Certains d’entre vous se souviennent sans doute que le prédécesseur du vérificateur général du Canada, Mme Fraser, avait publié un message personnel, autrement dit un chapitre zéro, au printemps 2009, qui contenait des observations très intéressantes sur la politique autochtone. Je vous le recommande. Il proposait quatre recommandations très précises pour améliorer les programmes destinés aux Premières Nations. J’avais trouvé que la vérificatrice générale apportait ainsi une solide contribution au débat public, et c’est d’ailleurs un document dont je me suis beaucoup inspiré pour conseiller les ministres du ministère des Affaires autochtones. Je pourrais vous en dire davantage là-dessus, mais ça risque d’être long, car c’est un sujet très vaste.

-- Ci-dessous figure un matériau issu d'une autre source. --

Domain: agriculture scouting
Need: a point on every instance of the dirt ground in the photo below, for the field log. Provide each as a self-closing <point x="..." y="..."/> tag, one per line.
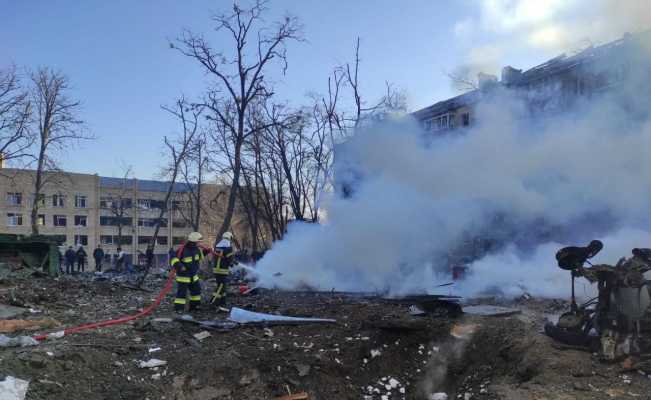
<point x="376" y="350"/>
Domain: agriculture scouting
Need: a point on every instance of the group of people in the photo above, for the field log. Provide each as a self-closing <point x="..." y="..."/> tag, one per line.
<point x="79" y="258"/>
<point x="186" y="262"/>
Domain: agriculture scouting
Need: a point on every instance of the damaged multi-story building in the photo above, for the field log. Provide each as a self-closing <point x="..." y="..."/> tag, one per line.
<point x="555" y="86"/>
<point x="86" y="210"/>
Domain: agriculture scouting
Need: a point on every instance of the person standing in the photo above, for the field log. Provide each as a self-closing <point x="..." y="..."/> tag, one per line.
<point x="149" y="256"/>
<point x="223" y="261"/>
<point x="98" y="255"/>
<point x="171" y="254"/>
<point x="81" y="259"/>
<point x="119" y="262"/>
<point x="70" y="257"/>
<point x="186" y="263"/>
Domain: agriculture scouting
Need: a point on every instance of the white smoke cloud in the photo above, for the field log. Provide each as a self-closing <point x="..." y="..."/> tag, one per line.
<point x="514" y="27"/>
<point x="538" y="185"/>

Vous pouvez continuer à essayer de comprendre ce qui s’est passé avec le système de paie, mais à mon avis, tout cela est compréhensible, et les explications se trouvent toutes dans les deux rapports du vérificateur général du Canada, dans le rapport Goss Gilroy et dans le rapport Gartner.
Je ne veux pas lui faire dire ce qui n’a pas dit, mais je pense, comme il semble le laisser entendre, qu’il n’y a pas qu’un seul coupable ou qu’une seule explication. Il y a des gens qui voudraient pouvoir blâmer deux ou trois personnes ou pointer du doigt une seule explication, mais personnellement, je pense que c’était un cocktail explosif, qu’il y a eu une convergence de toutes sortes de facteurs, que le vérificateur général du Canada, explique clairement dans les deux chapitres.
Vous pouvez fort bien poursuivre ce genre d’enquête. Un grand nombre de fonctionnaires ont comparu devant votre comité, devant le Comité des opérations gouvernementales et devant le Comité sénatorial des finances. Il est parfaitement légitime que vous cherchiez à savoir le pourquoi et le comment de ce qui s’est passé. Mais cela ne nous aide pas beaucoup à régler le plus urgent, c’est-à-dire stabiliser le système pour que les gens soient payés à temps et correctement. Cela ne nous aide pas beaucoup non plus à déterminer ce qu’il faut faire, à part les recommandations que le vérificateur général et le rapport Goss Gilroy proposent sur ce sujet précis et qui sont à mon avis d’excellentes leçons en gestion de projets.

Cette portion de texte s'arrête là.